Allí, aquella tarde, me enorgullecí de haber nacido en el Mediterráneo y, a pesar de ello, me alegró saber que Penélope le había dado realmente con la puerta en las napias al tarambana de Ulises. Serrat se convirtió en el hermano mayor que nunca tuve. Demasiado socialdemócrata para quienes preferían el compromiso libertario de Lluis Llach. Demasiado duro para las niñas de las comunidades cristianas que morían con Joan Baptista Humet que ahora acaba de morírsenos y no sólo para ellas, sino incluso para muchos otros a quienes también nos gustaba, o para Llach y para Serrat, que acaban de rendirle homenaje a pachas, compartiendo escenario por primera vez en mucho tiempo.

En cierta medida, un notable escritor gaditano llamado Luis García Gil -su hermano José Manuel acaba de hacerse con el premio Ateneo de poesía por Aguas profundas- ha logrado que Serrat regrese al cortijo de Los Rosales y que yo vuelva a ser un adolescente sin demasiada ambición por ser cura pero con una cierta propensión a creer en las pequeñas cosas y en que uno puede enamorarse perfectamente de los maniquíes, incluso en los escaparates de la crisis económica.

Y no es que Camarón, que está en los cielos, se lo haya vuelto a traer a La Isla para cantar juntos de nuevo La Saeta.
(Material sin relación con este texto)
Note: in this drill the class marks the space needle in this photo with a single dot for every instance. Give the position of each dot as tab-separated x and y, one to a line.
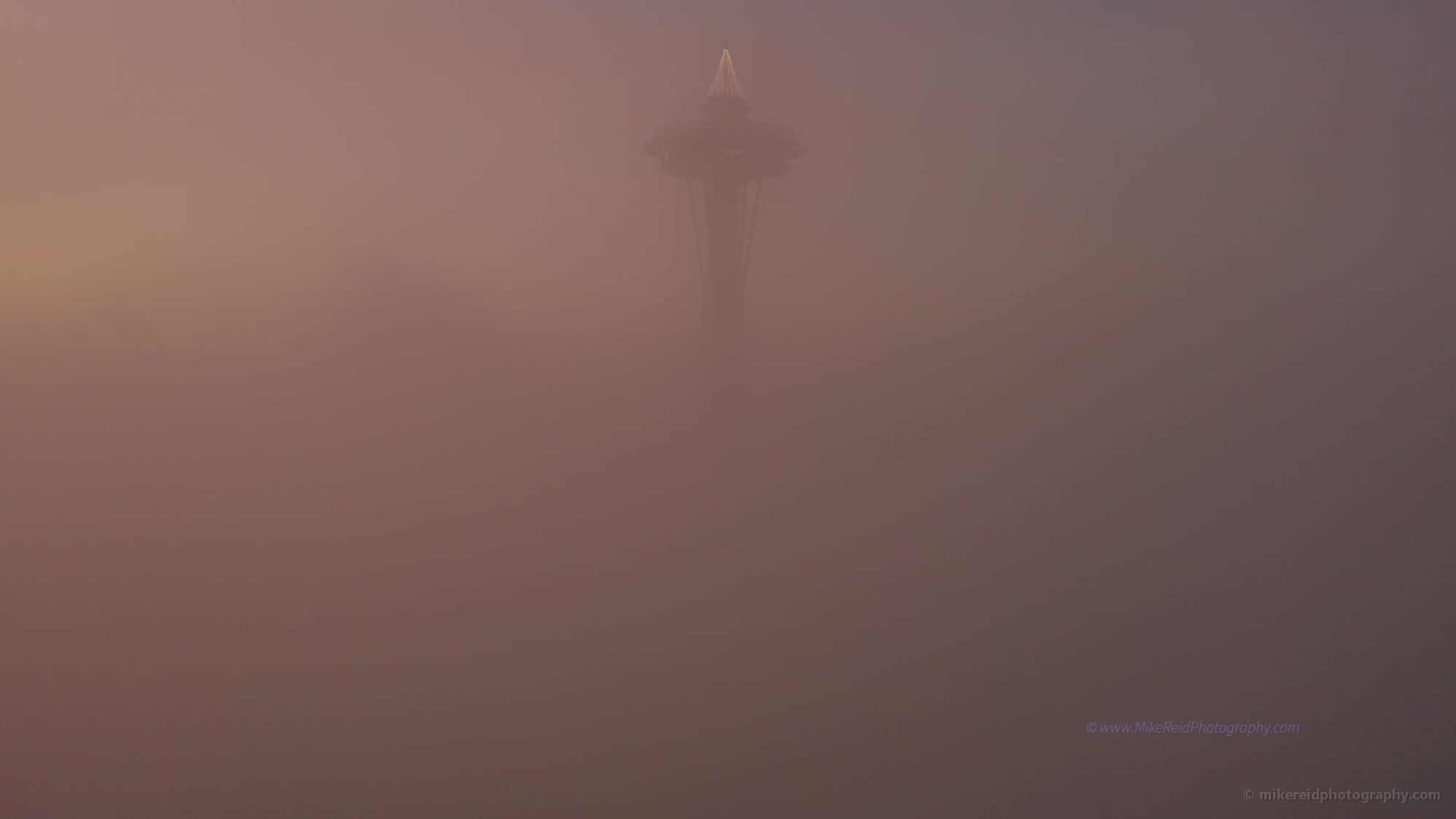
724	159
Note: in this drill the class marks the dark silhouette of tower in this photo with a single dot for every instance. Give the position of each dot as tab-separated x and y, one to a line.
726	154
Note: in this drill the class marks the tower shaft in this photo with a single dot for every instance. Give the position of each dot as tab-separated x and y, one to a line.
726	158
724	285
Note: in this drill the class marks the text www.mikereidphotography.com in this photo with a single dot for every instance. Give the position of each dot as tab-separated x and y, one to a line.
1195	726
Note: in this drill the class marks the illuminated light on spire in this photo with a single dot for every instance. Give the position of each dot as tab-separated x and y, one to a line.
727	81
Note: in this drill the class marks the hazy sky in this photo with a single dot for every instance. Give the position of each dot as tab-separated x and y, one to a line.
353	456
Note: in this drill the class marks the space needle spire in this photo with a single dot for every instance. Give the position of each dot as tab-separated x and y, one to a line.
724	159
Ni que cualquier preboste de la Junta haya comprobado que su pueblo blanco era Vejer, Arcos o Medina. Es que Luis ha colaborado con el Nano en Algo personal, su cancionero definitivo hasta la fecha. Un libro de canciones y de curiosidades que, en cierta medida, sigue los pasos de aquel Serrat, canción a canción (Editorial Ronsel), que García Gil publicara hace tres años y al que Diego Manrique calificó como «un estudio valioso e indispensable para entender los temas de Serrat». Durante la presentación de su libro en Madrid, le preguntaron a Serrat por qué había elegido a García Gil para este negocio. Y El Nano respondió que porque había escrito el libro más riguroso en torno a su obra que él conocía hasta hoy.
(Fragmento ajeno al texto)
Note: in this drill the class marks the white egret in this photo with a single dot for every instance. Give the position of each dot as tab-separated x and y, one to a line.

Entonces supe que me hubiera gustado que Luis García Gil me hubiera acompañado aquél verano de 1973 al Cortijo de Los Rosales, para que me fuese explicando el misterio que ocultaba cada una de las letras de Serrat, allanando el camino para comprender, andando el tiempo, que cualquier minuto porvenir puede abrirnos las puertas de un gran día o acudir en pandilla al cine Roxy antes de que se desplomara como un Kingkong bajo las piquetas de Núñez y Navarro. Pero hubiera sido imposible porque, seguramente por aquellos días, a la madre de Luis se le hinchaban los pies y aquel niño le iría pesando ya en el vientre, mientras se miraba al espejo como una muchacha en flor por la que anduvo el amor regalando simiente.